How to convert a matrix to a tidy table

pivot_longer()
Learn how to convert a matrix to a tidy table with this comprehensive R tutorial. Includes practical examples and code snippets.
Published

December 1, 2022

Introduction

Converting matrices to tidy tables is essential for data analysis in R, as most tidyverse functions expect data in long format rather than wide matrix format. This transformation allows you to leverage powerful tools like ggplot2 and dplyr for visualization and manipulation.

Getting Started

library(tidyverse)
library(palmerpenguins)

Example 1: Basic Usage

The Problem

You have a correlation matrix showing relationships between variables, but you need it in tidy format to create visualizations or perform further analysis. Matrix format stores data in a grid, but tidy format requires each observation as a row.

Step 1: Create a sample matrix

We’ll start with a simple correlation matrix from the penguins dataset.

# Create correlation matrix
penguin_numeric <- penguins |> 
  select(bill_length_mm, bill_depth_mm, flipper_length_mm, body_mass_g) |> 
  na.omit()

cor_matrix <- cor(penguin_numeric)
print(cor_matrix)

This creates a 4x4 correlation matrix showing relationships between penguin physical measurements.

Step 2: Convert matrix to data frame

We need to preserve row names as a column before converting to tidy format.

# Convert to data frame with row names as column
cor_df <- cor_matrix |> 
  as.data.frame() |> 
  rownames_to_column(var = "variable1")

head(cor_df)

Now we have a data frame where row names become the first column, making the data easier to manipulate.

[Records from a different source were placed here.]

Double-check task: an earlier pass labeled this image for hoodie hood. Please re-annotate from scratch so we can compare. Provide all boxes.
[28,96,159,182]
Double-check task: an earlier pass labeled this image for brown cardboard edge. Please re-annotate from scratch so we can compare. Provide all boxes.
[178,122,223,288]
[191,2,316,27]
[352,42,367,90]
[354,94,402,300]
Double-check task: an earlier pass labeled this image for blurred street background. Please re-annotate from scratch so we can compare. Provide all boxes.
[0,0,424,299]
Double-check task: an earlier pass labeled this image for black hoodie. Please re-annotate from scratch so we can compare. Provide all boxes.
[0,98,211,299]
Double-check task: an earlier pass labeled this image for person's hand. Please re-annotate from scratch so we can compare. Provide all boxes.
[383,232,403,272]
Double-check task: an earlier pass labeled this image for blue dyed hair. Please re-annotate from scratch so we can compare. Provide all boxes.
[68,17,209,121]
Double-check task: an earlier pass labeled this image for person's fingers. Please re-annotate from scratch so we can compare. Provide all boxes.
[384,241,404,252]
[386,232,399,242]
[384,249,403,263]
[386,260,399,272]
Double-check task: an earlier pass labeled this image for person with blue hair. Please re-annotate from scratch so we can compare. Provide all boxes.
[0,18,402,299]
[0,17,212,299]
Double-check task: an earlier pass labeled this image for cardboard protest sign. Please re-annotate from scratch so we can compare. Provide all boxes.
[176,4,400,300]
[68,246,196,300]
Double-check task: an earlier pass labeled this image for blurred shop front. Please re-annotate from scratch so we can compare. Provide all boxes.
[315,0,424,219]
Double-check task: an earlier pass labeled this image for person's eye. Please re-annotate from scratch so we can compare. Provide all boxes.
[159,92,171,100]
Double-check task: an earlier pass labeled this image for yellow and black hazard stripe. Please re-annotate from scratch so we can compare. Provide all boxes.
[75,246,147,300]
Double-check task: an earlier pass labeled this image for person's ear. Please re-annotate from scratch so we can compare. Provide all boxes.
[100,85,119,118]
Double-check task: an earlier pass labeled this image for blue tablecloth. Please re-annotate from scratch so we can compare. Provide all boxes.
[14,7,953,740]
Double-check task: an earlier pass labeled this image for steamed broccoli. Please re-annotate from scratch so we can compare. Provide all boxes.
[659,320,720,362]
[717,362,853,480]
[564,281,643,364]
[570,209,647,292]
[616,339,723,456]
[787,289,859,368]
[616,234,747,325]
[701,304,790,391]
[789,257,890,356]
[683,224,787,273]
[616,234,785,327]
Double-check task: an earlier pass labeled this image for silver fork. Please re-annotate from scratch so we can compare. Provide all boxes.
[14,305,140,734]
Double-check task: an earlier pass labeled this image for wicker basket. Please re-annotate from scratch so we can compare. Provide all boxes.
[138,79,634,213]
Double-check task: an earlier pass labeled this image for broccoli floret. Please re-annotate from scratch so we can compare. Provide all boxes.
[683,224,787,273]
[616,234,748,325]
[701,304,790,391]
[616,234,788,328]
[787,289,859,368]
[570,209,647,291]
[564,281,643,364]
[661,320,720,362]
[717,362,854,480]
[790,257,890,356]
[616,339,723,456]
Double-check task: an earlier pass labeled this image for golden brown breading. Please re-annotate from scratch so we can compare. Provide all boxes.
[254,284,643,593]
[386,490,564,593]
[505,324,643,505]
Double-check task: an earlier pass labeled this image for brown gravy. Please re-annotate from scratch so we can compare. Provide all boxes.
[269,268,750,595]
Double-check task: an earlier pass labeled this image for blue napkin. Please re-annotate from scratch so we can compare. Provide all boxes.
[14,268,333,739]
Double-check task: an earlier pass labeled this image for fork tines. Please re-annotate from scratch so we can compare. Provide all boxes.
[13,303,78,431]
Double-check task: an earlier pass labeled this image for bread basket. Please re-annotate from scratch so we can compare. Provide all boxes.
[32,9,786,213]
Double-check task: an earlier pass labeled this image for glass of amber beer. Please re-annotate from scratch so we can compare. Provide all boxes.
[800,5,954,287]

Step 3: Transform to tidy format

The pivot_longer function converts wide format to long format, creating one row per correlation pair.

# Convert to tidy format
tidy_correlations <- cor_df |> 
  pivot_longer(cols = -variable1, 
               names_to = "variable2", 
               values_to = "correlation")

print(tidy_correlations)

Each correlation coefficient now occupies its own row with clearly labeled variable pairs and correlation values.

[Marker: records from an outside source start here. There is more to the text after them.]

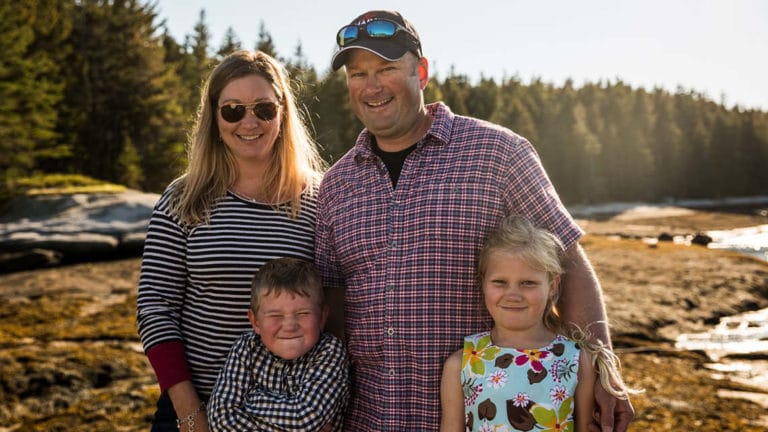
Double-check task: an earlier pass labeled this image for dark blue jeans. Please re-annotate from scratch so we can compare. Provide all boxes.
[150,393,179,432]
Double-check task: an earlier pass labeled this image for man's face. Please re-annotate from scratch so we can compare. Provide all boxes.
[346,49,427,151]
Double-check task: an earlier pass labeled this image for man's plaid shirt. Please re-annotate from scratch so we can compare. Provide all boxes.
[315,103,582,432]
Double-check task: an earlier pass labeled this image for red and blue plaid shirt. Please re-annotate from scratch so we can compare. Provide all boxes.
[315,103,583,432]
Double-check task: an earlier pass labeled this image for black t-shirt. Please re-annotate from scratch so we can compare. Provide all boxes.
[372,139,416,189]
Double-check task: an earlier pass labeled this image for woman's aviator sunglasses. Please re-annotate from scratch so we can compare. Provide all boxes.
[336,19,411,48]
[219,102,279,123]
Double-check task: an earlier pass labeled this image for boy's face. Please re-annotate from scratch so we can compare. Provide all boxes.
[248,292,328,360]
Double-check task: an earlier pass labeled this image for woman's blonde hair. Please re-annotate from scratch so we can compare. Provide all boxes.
[477,215,642,399]
[170,50,325,225]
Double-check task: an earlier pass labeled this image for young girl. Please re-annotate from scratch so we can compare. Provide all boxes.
[440,216,634,432]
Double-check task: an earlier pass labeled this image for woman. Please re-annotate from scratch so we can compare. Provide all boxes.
[137,51,322,432]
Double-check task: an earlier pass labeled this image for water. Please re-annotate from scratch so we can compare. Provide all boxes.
[675,309,768,409]
[707,225,768,261]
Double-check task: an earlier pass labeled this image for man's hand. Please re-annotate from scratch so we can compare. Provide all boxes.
[589,381,635,432]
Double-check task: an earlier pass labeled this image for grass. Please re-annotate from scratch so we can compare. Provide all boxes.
[12,174,126,195]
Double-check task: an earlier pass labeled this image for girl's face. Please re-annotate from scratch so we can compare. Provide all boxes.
[482,251,558,348]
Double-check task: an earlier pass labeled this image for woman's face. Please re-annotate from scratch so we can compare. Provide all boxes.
[216,75,283,166]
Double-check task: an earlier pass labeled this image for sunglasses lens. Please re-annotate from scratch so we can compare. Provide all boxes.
[365,21,397,38]
[253,102,277,121]
[220,104,245,123]
[337,26,359,47]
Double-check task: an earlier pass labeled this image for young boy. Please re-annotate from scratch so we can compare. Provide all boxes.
[207,258,349,431]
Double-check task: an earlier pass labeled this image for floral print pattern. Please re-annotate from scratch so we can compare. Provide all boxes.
[462,332,579,432]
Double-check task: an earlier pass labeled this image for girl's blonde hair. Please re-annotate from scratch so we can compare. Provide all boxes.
[477,215,642,399]
[170,50,325,225]
[477,215,564,331]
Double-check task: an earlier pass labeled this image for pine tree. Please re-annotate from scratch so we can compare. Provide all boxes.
[0,0,71,194]
[60,0,185,190]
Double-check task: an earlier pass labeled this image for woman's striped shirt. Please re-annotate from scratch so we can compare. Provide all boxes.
[137,189,316,398]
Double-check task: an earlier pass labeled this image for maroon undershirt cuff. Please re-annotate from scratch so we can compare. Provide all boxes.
[147,341,192,392]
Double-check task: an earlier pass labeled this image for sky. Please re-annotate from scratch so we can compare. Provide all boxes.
[155,0,768,111]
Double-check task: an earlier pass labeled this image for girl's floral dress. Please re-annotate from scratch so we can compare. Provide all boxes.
[461,332,579,432]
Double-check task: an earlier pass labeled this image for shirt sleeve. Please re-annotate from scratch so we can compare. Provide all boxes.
[136,192,191,390]
[208,333,349,432]
[315,181,344,289]
[503,138,584,249]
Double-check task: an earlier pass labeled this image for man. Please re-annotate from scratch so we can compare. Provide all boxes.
[315,11,634,431]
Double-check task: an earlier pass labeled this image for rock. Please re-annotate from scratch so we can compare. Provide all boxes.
[691,233,712,246]
[0,248,61,272]
[0,190,160,272]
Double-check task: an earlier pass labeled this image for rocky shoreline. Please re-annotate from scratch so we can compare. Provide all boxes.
[0,210,768,432]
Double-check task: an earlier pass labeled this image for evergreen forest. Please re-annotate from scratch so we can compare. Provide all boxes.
[0,0,768,203]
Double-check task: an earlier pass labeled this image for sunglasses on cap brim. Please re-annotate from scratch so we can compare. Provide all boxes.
[336,19,415,48]
[219,101,280,123]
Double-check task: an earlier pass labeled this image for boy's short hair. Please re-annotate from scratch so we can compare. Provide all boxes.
[251,257,325,313]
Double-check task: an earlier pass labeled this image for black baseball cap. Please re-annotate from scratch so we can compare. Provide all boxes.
[331,10,422,70]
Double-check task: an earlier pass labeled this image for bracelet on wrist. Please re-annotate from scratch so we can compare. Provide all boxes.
[176,402,205,432]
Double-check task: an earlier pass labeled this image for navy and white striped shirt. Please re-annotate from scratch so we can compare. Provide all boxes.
[137,188,316,398]
[207,331,349,432]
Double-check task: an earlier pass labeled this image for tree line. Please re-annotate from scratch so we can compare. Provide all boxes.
[0,0,768,203]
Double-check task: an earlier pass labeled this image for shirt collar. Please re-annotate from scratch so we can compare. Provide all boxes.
[353,102,455,160]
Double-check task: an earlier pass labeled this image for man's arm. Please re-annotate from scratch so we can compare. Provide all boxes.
[558,243,635,432]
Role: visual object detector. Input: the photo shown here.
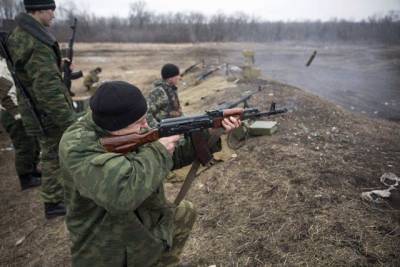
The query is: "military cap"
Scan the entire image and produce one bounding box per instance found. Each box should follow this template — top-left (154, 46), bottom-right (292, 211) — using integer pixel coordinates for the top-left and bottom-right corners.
top-left (90, 81), bottom-right (147, 131)
top-left (24, 0), bottom-right (56, 11)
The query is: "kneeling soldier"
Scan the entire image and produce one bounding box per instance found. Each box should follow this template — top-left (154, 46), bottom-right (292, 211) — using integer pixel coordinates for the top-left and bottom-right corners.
top-left (59, 81), bottom-right (240, 267)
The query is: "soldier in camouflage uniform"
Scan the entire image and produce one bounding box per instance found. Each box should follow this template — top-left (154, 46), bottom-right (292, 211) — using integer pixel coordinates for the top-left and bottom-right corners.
top-left (83, 67), bottom-right (101, 94)
top-left (0, 57), bottom-right (41, 190)
top-left (60, 82), bottom-right (239, 267)
top-left (7, 0), bottom-right (76, 218)
top-left (147, 64), bottom-right (183, 127)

Example 2: Practical Application

The Problem

You have a matrix of survey responses where rows represent respondents and columns represent questions, but you need to analyze response patterns across different demographics. The wide matrix format makes it difficult to group and summarize responses effectively.

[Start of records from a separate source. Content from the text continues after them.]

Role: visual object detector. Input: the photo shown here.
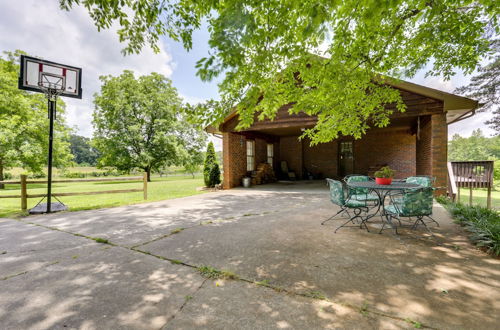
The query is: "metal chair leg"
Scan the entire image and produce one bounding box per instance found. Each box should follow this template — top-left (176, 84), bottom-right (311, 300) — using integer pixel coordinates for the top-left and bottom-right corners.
top-left (334, 215), bottom-right (363, 233)
top-left (426, 215), bottom-right (439, 227)
top-left (321, 208), bottom-right (347, 225)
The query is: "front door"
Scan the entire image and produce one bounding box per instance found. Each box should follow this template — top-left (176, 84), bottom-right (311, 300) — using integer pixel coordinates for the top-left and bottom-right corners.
top-left (338, 141), bottom-right (354, 178)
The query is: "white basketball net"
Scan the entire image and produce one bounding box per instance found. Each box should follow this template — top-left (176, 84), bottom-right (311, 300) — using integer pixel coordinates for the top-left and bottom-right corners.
top-left (38, 72), bottom-right (66, 99)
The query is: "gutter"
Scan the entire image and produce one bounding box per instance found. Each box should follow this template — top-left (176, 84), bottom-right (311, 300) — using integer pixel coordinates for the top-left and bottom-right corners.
top-left (447, 103), bottom-right (485, 125)
top-left (447, 109), bottom-right (476, 125)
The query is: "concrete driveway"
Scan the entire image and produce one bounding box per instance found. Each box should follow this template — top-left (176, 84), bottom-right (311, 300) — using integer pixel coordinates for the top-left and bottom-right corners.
top-left (0, 182), bottom-right (500, 329)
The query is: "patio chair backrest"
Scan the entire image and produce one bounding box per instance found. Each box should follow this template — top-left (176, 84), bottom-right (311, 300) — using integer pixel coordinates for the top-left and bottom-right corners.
top-left (406, 175), bottom-right (436, 187)
top-left (326, 179), bottom-right (345, 206)
top-left (344, 174), bottom-right (371, 195)
top-left (396, 187), bottom-right (434, 217)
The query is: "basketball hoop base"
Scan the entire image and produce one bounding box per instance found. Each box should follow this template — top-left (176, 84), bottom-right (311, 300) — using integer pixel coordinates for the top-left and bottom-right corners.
top-left (29, 202), bottom-right (68, 214)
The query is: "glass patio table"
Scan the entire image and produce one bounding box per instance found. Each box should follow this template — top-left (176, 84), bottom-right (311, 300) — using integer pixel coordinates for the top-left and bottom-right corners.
top-left (347, 180), bottom-right (422, 229)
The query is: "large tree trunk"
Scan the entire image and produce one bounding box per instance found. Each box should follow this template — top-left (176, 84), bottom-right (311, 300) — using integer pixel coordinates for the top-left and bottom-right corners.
top-left (0, 159), bottom-right (5, 189)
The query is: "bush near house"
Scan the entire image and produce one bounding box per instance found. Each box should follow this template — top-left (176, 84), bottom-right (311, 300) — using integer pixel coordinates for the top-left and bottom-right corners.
top-left (203, 142), bottom-right (221, 188)
top-left (437, 197), bottom-right (500, 256)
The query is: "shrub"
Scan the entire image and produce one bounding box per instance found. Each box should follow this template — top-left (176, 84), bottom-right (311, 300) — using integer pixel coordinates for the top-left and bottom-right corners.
top-left (203, 142), bottom-right (221, 187)
top-left (436, 197), bottom-right (500, 256)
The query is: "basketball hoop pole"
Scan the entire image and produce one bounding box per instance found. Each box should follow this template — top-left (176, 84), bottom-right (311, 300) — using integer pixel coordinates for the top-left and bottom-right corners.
top-left (18, 55), bottom-right (82, 214)
top-left (47, 94), bottom-right (57, 213)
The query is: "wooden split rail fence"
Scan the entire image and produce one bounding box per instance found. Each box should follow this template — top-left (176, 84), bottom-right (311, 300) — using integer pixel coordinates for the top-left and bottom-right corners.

Step 1: Create a realistic survey matrix

Let’s simulate survey data with respondents rating different aspects of penguin research.

# Create sample survey matrix
set.seed(123)
survey_matrix <- matrix(
  sample(1:5, 40, replace = TRUE),
  nrow = 8,
  ncol = 5,
  dimnames = list(paste0("Respondent_", 1:8),
                  c("Research_Quality", "Data_Collection", "Analysis", "Presentation", "Impact"))
)

This creates a matrix with 8 respondents rating 5 research aspects on a 1-5 scale.

Step 2: Add respondent information

Before tidying, we’ll add demographic information to make the analysis more meaningful.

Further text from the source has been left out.